13. Your Rights Under UK GDPR

You have the right to access, correct, erase, restrict, object to processing, request portability, and withdraw consent. To exercise these rights, contact us at admin@yakitorihouse.co.uk.

14. Security & Fraud Prevention (Wordfence)

We use Wordfence Security to protect our website from unauthorised access, malicious activity, and abuse.

Wordfence may collect and process technical information including IP addresses, browser details, device information, login attempts, pages accessed, and timestamps. This data is used solely for security and fraud prevention purposes.

Some data may be processed outside the UK using appropriate safeguards. The lawful basis for this processing is our legitimate interests in protecting our website and users.

15. Security

We use appropriate technical and organisational measures including SSL encryption, secure hosting, access controls, and regular updates to protect personal data.
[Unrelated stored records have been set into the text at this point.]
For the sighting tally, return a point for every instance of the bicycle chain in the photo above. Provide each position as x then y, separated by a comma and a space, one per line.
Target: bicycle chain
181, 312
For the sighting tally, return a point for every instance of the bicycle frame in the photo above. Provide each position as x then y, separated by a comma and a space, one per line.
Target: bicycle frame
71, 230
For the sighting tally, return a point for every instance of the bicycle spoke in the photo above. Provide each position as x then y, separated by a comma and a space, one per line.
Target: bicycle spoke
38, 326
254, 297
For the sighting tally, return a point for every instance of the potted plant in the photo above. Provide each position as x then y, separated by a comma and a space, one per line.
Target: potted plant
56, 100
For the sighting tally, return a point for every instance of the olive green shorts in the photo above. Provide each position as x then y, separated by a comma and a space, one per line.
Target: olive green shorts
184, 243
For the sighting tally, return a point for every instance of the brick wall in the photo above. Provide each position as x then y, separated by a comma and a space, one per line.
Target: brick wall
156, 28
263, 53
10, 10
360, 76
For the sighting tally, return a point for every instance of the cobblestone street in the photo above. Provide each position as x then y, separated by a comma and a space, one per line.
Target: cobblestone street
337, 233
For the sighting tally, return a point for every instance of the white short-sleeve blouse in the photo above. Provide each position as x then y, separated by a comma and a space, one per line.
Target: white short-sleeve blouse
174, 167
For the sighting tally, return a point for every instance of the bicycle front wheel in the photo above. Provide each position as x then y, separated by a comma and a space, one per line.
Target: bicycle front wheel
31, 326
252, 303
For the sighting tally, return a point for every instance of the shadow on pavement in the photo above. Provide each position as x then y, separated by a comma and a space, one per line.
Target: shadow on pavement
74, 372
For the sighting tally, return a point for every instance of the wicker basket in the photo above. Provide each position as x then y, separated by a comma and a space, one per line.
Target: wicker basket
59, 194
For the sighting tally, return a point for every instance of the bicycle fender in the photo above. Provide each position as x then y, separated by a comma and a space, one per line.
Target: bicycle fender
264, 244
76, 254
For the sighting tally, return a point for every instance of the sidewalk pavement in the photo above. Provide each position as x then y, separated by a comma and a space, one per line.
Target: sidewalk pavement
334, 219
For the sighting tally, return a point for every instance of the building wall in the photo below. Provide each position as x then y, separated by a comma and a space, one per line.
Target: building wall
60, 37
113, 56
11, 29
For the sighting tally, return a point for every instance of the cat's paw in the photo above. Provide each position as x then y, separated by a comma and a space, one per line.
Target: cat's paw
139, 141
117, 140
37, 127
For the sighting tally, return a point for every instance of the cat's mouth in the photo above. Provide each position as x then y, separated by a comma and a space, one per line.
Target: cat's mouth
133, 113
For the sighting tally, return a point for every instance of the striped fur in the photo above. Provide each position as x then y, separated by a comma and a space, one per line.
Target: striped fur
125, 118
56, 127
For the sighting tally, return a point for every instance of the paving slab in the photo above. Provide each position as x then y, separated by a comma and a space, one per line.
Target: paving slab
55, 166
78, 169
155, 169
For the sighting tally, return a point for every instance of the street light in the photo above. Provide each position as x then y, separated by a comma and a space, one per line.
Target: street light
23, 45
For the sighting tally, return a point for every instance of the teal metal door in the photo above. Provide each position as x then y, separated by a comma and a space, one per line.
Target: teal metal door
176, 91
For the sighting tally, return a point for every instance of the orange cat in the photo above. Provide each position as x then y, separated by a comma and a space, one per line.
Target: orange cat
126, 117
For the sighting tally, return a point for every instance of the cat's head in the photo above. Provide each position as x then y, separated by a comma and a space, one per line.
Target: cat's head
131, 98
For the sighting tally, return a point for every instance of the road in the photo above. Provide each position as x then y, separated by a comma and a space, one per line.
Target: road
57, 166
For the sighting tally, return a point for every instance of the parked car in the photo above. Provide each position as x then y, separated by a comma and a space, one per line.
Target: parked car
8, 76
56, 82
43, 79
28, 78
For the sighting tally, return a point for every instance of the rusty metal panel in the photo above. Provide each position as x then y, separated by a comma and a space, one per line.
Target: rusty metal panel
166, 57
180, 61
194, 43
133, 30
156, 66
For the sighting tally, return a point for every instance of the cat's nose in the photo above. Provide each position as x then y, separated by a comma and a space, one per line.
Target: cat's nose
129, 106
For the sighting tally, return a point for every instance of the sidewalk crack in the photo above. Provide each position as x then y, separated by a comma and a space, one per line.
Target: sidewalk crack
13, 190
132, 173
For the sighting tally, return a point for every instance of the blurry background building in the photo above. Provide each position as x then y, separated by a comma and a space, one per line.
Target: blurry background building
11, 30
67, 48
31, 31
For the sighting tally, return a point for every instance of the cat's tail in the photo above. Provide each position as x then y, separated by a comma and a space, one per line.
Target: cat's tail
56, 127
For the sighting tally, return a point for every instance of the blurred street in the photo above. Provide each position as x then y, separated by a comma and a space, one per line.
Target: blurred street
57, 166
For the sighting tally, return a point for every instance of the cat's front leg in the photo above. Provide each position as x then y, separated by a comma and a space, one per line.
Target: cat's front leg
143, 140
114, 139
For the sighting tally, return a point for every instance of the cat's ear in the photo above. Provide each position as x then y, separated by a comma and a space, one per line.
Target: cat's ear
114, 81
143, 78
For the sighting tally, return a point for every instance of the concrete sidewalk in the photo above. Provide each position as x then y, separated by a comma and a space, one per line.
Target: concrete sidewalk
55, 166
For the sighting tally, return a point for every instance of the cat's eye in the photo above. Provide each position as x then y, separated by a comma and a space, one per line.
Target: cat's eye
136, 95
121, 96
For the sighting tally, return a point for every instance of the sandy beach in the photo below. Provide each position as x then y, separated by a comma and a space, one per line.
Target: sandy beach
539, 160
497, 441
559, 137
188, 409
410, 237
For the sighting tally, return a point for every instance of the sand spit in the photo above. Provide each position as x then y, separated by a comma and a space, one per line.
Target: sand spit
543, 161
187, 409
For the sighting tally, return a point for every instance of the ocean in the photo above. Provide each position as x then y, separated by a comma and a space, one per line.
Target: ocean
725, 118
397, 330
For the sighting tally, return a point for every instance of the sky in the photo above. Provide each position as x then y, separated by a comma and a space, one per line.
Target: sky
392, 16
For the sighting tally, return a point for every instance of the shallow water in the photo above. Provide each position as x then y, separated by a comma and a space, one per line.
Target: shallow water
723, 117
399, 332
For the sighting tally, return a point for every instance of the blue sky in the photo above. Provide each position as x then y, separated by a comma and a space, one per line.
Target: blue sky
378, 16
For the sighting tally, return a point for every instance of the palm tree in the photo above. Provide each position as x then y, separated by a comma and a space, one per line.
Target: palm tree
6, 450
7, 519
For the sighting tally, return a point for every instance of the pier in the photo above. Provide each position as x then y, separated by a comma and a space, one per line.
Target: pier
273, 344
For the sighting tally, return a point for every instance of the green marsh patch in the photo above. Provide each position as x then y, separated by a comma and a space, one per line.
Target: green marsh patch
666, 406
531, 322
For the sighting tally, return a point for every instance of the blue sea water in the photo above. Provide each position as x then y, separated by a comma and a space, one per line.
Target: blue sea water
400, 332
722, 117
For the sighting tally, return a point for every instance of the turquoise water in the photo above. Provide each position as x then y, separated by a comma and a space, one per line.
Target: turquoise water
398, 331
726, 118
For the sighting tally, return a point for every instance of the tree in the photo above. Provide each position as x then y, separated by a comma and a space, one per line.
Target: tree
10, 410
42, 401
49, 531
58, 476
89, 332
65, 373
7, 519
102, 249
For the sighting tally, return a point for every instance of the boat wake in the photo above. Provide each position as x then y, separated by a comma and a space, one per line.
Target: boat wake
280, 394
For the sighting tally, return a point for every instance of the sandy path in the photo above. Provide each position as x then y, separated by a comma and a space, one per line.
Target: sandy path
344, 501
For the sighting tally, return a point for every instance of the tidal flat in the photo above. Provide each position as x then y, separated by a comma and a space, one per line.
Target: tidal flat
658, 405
However, no system can be guaranteed to be completely secure.

16. Changes to This Privacy Policy

We may update this Privacy Policy from time to time. The “Last Updated” date will be revised accordingly.

17. Contact Us

Email: admin@yakitorihouse.co.uk
Address: Yakitori House, 5 St Bryde Street, East Kilbride, Glasgow, G74 4HQ
Phone: 01355 234148

You also have the right to contact the Information Commissioner’s Office (ICO).